Voleva entrare nella storia. E ci è riuscito.

Donald Trump è il terzo presidente americano messo in stato d'accusa con la procedura di impeachment. Prima di lui sono finiti a giudizio solo Andrew Johnson nel lontano 1868 e Bill Clinton nel 1998.

La Camera, come prevedibile, ha approvato entrambi i capi d'imputazione a suo carico: abuso di potere per le pressioni su Kiev per far indagare il suo principale rivale nella corsa alla Casa Bianca Joe Biden e ostruzione del Congresso per aver bloccato testimoni e documenti. Gli articoli sono passati con 230 e 229 voti, tutti dem tranne tre contrari.

Altrettato prevedibile sarà l'esito del voto in Senato a gennaio, considerando che il tycoon conta sulla granitica maggioranza repubblicana nella camera alta del parlamento. Anche se la speaker della Camera Nancy Pelosi ha annunciato che i due articoli non saranno inviati al Senato finché non ci saranno garanzie di un processo giusto in quel ramo del Congresso.

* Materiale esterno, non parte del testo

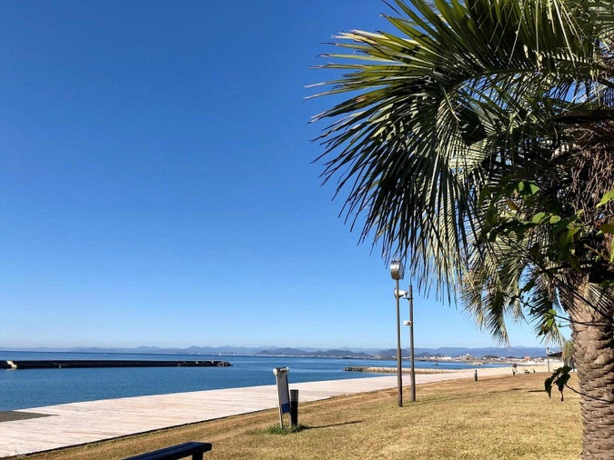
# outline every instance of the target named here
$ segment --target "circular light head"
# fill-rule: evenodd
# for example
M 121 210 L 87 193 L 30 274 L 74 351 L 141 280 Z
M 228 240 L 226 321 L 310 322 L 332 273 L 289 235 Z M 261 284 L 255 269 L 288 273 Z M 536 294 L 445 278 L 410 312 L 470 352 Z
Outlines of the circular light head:
M 402 280 L 405 275 L 403 263 L 398 259 L 395 259 L 390 263 L 390 275 L 393 280 Z

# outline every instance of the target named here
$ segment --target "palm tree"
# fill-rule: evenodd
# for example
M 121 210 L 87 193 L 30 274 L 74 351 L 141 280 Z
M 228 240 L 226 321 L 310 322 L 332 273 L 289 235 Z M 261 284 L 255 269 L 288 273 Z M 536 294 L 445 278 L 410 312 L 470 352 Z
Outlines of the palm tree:
M 397 0 L 394 34 L 335 37 L 319 67 L 346 73 L 313 96 L 352 93 L 314 119 L 361 240 L 503 341 L 510 315 L 569 321 L 585 459 L 614 457 L 613 7 Z

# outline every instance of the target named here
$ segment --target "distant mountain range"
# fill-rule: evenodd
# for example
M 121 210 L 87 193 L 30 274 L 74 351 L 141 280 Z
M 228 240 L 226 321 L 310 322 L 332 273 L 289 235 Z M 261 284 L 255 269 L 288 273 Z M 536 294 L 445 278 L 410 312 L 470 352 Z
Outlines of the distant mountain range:
M 161 347 L 137 347 L 136 348 L 103 348 L 75 347 L 71 348 L 56 348 L 39 347 L 37 348 L 9 348 L 0 347 L 3 351 L 60 351 L 84 353 L 136 353 L 147 355 L 255 355 L 259 356 L 326 356 L 344 357 L 354 358 L 378 358 L 395 356 L 396 348 L 379 350 L 378 348 L 354 348 L 344 347 L 341 349 L 327 350 L 305 347 L 300 348 L 280 348 L 278 347 L 190 347 L 187 348 L 163 348 Z M 414 350 L 416 358 L 431 358 L 451 356 L 456 358 L 470 355 L 481 357 L 494 356 L 507 358 L 524 358 L 524 356 L 545 356 L 545 350 L 535 347 L 511 347 L 509 348 L 497 347 L 489 347 L 478 348 L 468 348 L 460 347 L 444 347 L 438 348 L 416 348 Z M 403 357 L 410 356 L 408 348 L 402 350 Z

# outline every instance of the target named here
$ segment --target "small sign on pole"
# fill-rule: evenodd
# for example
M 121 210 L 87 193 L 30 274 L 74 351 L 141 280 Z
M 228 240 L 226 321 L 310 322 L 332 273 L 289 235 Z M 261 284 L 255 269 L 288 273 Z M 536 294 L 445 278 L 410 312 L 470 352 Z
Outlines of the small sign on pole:
M 279 426 L 284 427 L 284 414 L 290 413 L 290 391 L 288 391 L 289 367 L 276 367 L 273 373 L 277 378 L 277 394 L 279 397 Z

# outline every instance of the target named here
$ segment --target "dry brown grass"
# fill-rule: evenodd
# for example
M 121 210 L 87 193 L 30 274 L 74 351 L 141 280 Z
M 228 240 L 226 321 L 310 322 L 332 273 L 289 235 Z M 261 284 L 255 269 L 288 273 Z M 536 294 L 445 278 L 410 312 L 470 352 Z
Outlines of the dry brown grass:
M 545 377 L 421 385 L 419 401 L 400 409 L 391 390 L 305 404 L 300 421 L 308 429 L 286 435 L 266 432 L 278 420 L 267 410 L 31 458 L 109 460 L 191 440 L 212 442 L 205 455 L 212 460 L 578 458 L 579 398 L 568 391 L 564 403 L 558 395 L 549 400 L 542 391 Z

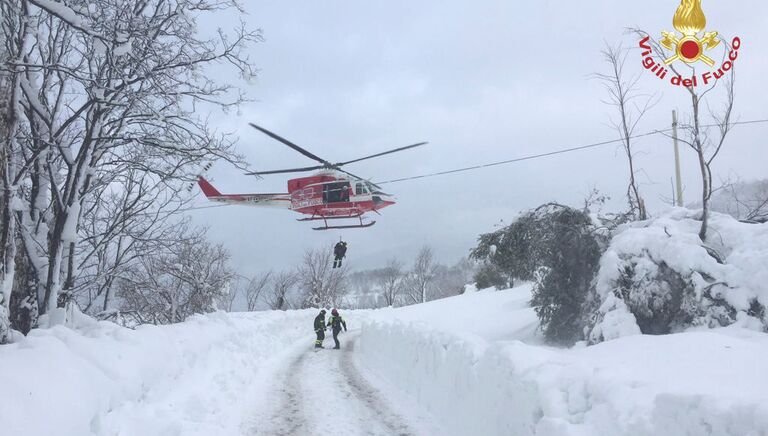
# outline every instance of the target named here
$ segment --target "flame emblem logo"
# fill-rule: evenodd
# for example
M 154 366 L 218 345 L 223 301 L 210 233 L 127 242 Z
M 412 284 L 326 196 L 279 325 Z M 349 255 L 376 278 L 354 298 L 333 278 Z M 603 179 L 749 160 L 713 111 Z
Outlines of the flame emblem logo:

Il tycoon ha aspettato la votazione prima twittando furiosamente nel bunker della Casa Bianca e poi tenendo un comizio in Michigan, Stato cruciale per la sua rielezione.

"Non abbiamo fatto nulla di sbagliato. Abbiamo l'appoggio del partito repubblicano", ha esordito. "Dopo tre anni di caccia alle streghe, bufale, vergogne, truffe, i democratici stasera stanno cercando di annullare il voto di decine di milioni di patrioti americani", ha denunciato, accusando l'opposizione di "abuso di potere". "Questo è il primo impeachment dove non c'è un reato", ha incalzato, convinto che sarà un "suicidio politico" per i dem.

"Trump non ci ha dato altra scelta - le parole di Nancy Pelosi -. Il presidente ha violato la costituzione e resta una costante minaccia per la sicurezza del nostro Paese e l'integrità delle nostre elezioni", ha scandito, dopo aver letto accanto a un tricolore americano il Pledge of Allegiance, il giuramento di fedeltà alla bandiera degli Stati Uniti.